The United Nations in 2021 estimated that over 130,000 Syrians were taken away and disappeared, many of them detained by Bashar al-Assad's network of intelligence agencies, as well as by opposition fighters and the extremist ISIS group. Advocacy group The Syrian Campaign says some 112,000 are still missing to this day.

When opposition led by group Hayat Tahrir al-Sham overthrew President Bashar Assad in April, they stormed prisons and released detainees from the ousted government's dungeons.

Families of the missing quickly rushed to the prisons seeking their loved ones. While there were some reunions, rescue services also discovered mass graves around the country and used whatever remains they could retrieve to identify the dead.

Wafa Mustafa held a placard of her father, Ali, who was detained by the Assad government's security forces in 2013. She fled a week later to Germany, fearing she would also be detained, and hasn't heard from him since.

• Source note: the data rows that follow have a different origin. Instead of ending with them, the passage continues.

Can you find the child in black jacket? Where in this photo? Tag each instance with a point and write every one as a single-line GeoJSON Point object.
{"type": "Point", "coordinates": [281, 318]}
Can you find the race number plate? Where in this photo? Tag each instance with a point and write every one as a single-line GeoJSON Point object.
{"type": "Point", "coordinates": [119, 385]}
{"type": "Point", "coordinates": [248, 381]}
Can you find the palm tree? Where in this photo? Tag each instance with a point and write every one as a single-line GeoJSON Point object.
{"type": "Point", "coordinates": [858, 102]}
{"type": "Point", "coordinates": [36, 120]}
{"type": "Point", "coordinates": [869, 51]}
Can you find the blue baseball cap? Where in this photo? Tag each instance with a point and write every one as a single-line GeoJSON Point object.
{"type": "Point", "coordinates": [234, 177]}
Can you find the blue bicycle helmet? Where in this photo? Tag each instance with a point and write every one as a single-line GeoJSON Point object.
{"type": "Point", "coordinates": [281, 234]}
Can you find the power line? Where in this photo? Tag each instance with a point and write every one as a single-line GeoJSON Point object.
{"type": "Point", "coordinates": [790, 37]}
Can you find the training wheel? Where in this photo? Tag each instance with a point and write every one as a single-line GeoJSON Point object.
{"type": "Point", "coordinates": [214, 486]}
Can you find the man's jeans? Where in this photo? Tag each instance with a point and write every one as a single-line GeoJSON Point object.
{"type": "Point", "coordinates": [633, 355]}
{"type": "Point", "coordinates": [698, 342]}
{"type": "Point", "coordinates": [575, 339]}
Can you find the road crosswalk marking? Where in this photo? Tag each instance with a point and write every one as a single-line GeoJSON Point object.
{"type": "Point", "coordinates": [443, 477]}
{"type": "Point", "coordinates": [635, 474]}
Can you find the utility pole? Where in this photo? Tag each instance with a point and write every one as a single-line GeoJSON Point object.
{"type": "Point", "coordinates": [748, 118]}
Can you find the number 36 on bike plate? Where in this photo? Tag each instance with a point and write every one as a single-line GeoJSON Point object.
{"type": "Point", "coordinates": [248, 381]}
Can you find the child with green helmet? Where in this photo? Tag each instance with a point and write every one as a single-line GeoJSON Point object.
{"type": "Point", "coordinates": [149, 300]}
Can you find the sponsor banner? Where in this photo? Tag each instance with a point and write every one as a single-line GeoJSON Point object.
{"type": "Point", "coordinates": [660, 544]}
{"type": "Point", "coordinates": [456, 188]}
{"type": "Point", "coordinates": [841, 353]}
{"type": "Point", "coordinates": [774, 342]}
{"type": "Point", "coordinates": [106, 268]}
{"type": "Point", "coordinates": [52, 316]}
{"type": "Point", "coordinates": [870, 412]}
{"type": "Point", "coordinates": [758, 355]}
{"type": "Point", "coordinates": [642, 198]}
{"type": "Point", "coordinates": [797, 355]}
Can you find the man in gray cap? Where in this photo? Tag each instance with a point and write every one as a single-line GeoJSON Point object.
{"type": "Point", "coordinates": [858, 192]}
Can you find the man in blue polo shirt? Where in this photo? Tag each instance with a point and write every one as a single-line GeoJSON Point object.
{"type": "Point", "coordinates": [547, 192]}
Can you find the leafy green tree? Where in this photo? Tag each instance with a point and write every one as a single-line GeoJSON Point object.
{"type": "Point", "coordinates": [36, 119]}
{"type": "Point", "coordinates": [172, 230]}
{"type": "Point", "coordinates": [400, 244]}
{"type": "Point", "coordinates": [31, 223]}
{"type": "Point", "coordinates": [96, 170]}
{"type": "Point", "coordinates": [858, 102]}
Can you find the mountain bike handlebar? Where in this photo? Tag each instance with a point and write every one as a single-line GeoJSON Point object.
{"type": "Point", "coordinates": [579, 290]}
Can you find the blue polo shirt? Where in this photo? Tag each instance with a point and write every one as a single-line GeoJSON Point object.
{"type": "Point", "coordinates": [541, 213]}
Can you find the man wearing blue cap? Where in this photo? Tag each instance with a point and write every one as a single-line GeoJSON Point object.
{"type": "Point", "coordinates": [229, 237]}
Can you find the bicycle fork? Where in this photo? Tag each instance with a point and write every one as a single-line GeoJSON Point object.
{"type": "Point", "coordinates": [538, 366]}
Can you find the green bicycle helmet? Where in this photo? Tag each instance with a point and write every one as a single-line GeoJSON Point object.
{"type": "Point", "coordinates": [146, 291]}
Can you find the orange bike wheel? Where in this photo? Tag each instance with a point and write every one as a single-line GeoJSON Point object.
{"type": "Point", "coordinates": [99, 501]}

Like many other Syrians who fled the conflict or went into exile for their activism, she often held protests and rallied in European cities. Now, she has returned twice since Assad's ouster, trying to figure out her father's whereabouts.

“I’m trying, feeling both hope and despair, to find any answer on the fate of my father,” she told The Associated Press. “I searched inside the prisons, the morgues, the hospitals, and through the bodies of the martyrs, but I still couldn’t find anything.”

A United Nations-backed commission on Friday urged the government led by interim President Ahmed al-Sharaa to preserve evidence and anything they can document from prisons in the ongoing search for the disappeared and to pursue perpetrators.

Some foreign nationals are missing in Syria as well, notably American journalist Austin Tice, whose mother visited Syria in January and met with al-Sharaa. Tice has not been heard from other than a video released weeks after his disappearance in 2012 that showed him blindfolded and held by armed men.

Syria’s conflict started as one of the popular uprisings of the so-called 2011 Arab Spring, before Assad crushed the largely peaceful protests and a civil war erupted. Half a million people have been killed and more than 5 million left the country as refugees.